Segundo o autor, “o fatiamento será um problema mais do Judiciário do que da Polícia Federal ou do Ministério Público Federal”.

“Esses órgãos –a PF e o MPF– podem dividir a ação dos seus membros pelo território nacional, compartilhar conhecimentos. O Judiciário, não. Dará mais trabalho, mais despesas (pagamento de diárias), mas o resultado será o mesmo ou quase.

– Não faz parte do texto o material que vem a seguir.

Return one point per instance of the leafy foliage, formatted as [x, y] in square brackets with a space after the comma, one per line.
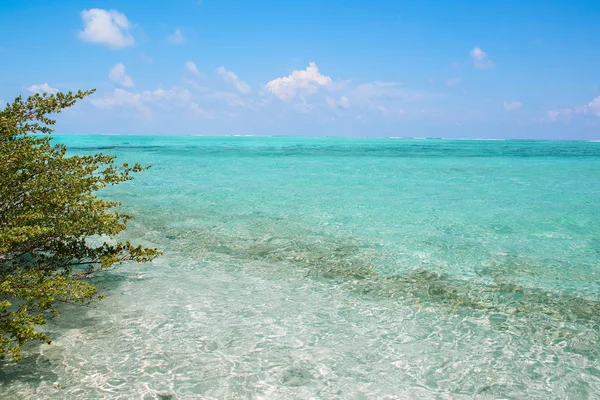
[51, 220]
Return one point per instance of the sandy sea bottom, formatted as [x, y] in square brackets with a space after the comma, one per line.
[340, 268]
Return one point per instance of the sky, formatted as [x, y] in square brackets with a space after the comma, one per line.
[452, 69]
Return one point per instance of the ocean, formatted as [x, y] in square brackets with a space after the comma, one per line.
[334, 268]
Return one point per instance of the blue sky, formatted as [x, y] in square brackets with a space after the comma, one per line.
[482, 69]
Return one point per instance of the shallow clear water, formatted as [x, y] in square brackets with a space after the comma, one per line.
[340, 268]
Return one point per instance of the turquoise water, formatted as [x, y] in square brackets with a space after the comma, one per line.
[325, 268]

A Polícia Federal e o MPF estão preparados para enfrentar os desafios, possuem profissionais altamente especializados e que dominam a criminalidade econômica”, diz Freitas.

O articulista alinhou algumas respostas afirmativas e negativas para tentar responder as seguintes questões: a) Os processos serão julgados com brevidade? b) Haverá punição? c) Ocorrerá a impunidade que tantos temem?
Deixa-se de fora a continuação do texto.